At first glance, the above graph may not look like anything special – but there is indeed something very special about it. This network represents co-occurrences between characters in Victor Hugo’s Les Miserables. After we add some labels to identify the characters, and adjust the size of the nodes and labels to reflect the degree (that is, the number of edges a node participates in), the graph becomes more meaningful in that you can immediately identify the most important characters to the plot:
You can see that the largest node is represents Jean Valjean, the main protagonist of the story. This means that, at least according to degree, Jean Valjean is the most important person in the novel. However, there are several other quantitative measures of influence, and we will later see that Jean Valjean may not be the most influential character in the book, at least according to those other measures.
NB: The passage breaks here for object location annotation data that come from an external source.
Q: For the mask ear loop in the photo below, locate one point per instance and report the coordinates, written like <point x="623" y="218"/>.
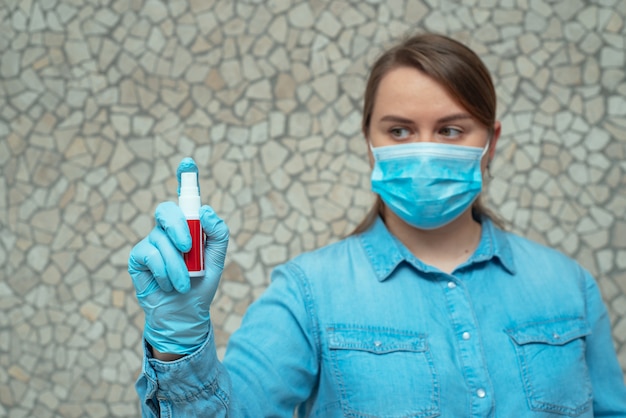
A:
<point x="485" y="150"/>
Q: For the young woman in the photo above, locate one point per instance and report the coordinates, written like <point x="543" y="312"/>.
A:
<point x="428" y="309"/>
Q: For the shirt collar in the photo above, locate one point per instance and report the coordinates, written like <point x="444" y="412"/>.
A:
<point x="386" y="252"/>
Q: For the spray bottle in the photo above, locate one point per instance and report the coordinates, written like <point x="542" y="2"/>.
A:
<point x="189" y="202"/>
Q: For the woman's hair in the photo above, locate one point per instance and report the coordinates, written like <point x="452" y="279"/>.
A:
<point x="457" y="69"/>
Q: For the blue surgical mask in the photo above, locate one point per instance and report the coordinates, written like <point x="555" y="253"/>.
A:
<point x="427" y="184"/>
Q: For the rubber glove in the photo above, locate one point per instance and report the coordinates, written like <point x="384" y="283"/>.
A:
<point x="176" y="306"/>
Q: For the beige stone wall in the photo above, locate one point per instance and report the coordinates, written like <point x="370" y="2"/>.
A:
<point x="100" y="99"/>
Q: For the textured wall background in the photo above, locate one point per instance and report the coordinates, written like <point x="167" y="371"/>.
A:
<point x="100" y="99"/>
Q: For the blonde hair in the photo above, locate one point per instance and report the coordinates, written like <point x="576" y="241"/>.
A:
<point x="458" y="70"/>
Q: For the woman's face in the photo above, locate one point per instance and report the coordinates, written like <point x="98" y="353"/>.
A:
<point x="412" y="107"/>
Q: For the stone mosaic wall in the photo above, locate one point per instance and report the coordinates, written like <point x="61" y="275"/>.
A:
<point x="100" y="99"/>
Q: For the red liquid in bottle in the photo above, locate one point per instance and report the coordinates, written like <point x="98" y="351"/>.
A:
<point x="194" y="259"/>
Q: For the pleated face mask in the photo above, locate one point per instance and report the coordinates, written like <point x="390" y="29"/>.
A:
<point x="427" y="184"/>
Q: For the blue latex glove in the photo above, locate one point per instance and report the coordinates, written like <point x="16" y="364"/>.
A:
<point x="177" y="307"/>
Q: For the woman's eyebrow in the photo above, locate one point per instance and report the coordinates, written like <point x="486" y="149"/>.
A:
<point x="446" y="119"/>
<point x="455" y="117"/>
<point x="396" y="119"/>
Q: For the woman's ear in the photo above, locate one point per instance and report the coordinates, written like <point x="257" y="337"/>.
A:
<point x="497" y="129"/>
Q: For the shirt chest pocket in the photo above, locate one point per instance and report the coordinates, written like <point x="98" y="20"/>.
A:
<point x="383" y="373"/>
<point x="552" y="363"/>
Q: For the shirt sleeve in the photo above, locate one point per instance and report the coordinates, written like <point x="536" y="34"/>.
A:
<point x="270" y="367"/>
<point x="609" y="391"/>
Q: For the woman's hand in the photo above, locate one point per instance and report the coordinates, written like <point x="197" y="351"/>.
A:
<point x="176" y="306"/>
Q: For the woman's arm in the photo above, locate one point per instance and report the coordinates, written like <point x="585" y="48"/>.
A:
<point x="609" y="391"/>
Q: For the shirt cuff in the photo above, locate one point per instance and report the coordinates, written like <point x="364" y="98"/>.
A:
<point x="190" y="377"/>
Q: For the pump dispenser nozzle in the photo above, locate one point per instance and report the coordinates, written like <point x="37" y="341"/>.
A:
<point x="189" y="199"/>
<point x="189" y="203"/>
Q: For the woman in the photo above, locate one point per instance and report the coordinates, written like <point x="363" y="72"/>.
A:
<point x="428" y="309"/>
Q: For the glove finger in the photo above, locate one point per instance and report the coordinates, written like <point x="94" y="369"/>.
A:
<point x="185" y="166"/>
<point x="176" y="272"/>
<point x="147" y="269"/>
<point x="216" y="245"/>
<point x="171" y="220"/>
<point x="214" y="227"/>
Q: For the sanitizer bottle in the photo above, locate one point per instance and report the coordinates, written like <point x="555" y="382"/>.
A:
<point x="189" y="202"/>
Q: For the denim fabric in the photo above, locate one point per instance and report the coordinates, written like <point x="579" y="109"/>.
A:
<point x="362" y="328"/>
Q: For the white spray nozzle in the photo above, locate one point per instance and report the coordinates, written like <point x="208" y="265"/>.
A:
<point x="189" y="198"/>
<point x="189" y="184"/>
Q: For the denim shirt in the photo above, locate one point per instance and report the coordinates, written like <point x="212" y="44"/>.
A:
<point x="362" y="328"/>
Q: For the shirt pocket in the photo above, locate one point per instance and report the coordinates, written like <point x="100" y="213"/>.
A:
<point x="552" y="364"/>
<point x="383" y="373"/>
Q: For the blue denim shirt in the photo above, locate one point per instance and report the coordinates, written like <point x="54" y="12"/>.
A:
<point x="362" y="328"/>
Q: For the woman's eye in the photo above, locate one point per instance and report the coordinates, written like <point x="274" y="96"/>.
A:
<point x="450" y="132"/>
<point x="400" y="133"/>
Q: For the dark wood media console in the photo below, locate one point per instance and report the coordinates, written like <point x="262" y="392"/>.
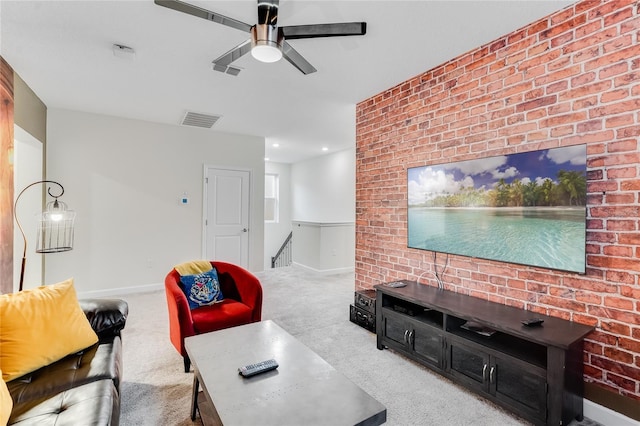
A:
<point x="534" y="371"/>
For this course, I’ll be reading Estrada and Knight’s, A First Course in Network Theory, and I’ll be reading 10 pages per day and applying what I learned there to the Les Miserables network.
There wasn’t much to the first ten pages other than to introduce the history of graph theory (there was a section on the Seven Bridges of Königsberg). So, I’ve used this opportunity to introduce what tools I’ll be using for the course of study. There’s gephi, a graph visualization program, igraph, a package that I’ll be using to perform more quantitative analyses on this network in R, and the Les Miserables network dataset itself.